Under FCRA, creditors are prohibited from making false statements regarding a consumer’s credit report. However, it doesn’t matter if these statements are true or not. For instance, it is perfectly acceptable for a creditor to report inaccurate negative information on a consumer’s credit report if this creditor reports that information to all the credit reporting agencies. So, what if a consumer decides to challenge that negative information? Is it officially valid?
This is a tricky question. In theory, it might seem that a creditor has every right to include incorrect negative items on a consumer’s credit report. But that would mean that the creditor is practicing false advertisements. Most credit repair companies dispute negative items on a customer’s report. If the credit reporting agencies take the dispute badly, the creditor will be required to remove inaccurate negative things. But this will hardly ever happen.
Many credit repair providers will simply instruct their clients not to take steps to correct the problem. Why would they do that? If a creditor won’t take steps to correct inaccurate information, the credit bureau is under no obligation to remove erroneous information. The credit bureau can choose to investigate the dispute and take action to investigate prior to making a determination. Then it could issue a letter to the creditor notifying them that the information is inaccurate and need to be updated.
This scenario plays out over daily. A consumer decides to purchase a car and does a little bit of research to see what the price will be. After speaking with a dealer, he makes the decision to buy the car. A few months pass by and he predicts the dealer and says the cost he is offered is far less than what he was told. He asks for a refund and is told he can’t get a refund because the credit report comprises an error.

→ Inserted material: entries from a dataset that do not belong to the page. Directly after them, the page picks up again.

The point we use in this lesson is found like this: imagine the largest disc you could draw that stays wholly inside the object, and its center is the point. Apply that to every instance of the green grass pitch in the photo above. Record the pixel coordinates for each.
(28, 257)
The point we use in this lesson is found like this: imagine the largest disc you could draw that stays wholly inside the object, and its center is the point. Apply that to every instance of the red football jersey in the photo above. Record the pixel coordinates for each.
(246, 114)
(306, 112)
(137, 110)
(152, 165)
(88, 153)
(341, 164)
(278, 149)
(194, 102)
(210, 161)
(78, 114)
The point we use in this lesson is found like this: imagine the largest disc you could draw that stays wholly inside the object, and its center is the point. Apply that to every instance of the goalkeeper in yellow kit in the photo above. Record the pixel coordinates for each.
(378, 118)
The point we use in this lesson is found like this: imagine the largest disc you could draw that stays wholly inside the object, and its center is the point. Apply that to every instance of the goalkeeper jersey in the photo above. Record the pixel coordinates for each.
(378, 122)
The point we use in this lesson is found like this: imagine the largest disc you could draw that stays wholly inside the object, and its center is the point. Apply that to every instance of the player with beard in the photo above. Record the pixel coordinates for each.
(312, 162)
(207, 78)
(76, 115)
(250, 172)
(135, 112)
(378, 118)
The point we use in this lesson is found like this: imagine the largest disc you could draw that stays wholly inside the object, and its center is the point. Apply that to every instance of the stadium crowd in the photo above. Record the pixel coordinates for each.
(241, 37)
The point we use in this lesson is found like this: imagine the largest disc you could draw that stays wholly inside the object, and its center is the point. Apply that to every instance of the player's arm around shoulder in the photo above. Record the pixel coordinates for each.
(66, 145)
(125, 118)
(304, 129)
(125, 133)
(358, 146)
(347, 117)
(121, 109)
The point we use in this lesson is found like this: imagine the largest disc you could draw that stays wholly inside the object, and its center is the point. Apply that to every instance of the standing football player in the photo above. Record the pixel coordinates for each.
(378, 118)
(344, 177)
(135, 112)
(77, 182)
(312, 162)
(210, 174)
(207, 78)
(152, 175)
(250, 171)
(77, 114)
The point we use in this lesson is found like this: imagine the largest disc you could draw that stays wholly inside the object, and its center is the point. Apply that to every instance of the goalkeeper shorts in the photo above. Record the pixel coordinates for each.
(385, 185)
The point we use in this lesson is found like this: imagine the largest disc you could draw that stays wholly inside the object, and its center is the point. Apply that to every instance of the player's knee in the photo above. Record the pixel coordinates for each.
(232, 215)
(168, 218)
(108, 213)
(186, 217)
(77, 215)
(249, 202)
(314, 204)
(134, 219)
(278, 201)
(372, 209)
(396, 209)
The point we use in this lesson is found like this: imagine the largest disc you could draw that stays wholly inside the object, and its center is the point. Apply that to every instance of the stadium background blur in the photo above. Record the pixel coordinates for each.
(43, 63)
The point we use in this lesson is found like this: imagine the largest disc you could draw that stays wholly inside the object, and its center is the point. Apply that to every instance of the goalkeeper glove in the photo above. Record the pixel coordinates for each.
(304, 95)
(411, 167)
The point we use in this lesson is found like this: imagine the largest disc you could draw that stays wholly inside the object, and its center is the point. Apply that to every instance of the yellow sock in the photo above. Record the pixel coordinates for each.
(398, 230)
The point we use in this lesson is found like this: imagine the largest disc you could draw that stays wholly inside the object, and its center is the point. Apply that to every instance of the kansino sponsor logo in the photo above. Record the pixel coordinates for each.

The next step would be to allow him to send a letter to the credit reporting agency, disputing the errors on his credit report. If he’d done this before hiring the credit repair company, he would have been able to make a formal dispute. If he had not had the help of the credit repair company, he may have had to try to make the dispute himself. By using the services of a credit repair company, you’re given the benefit of someone else being able to assist you in this part of credit repair.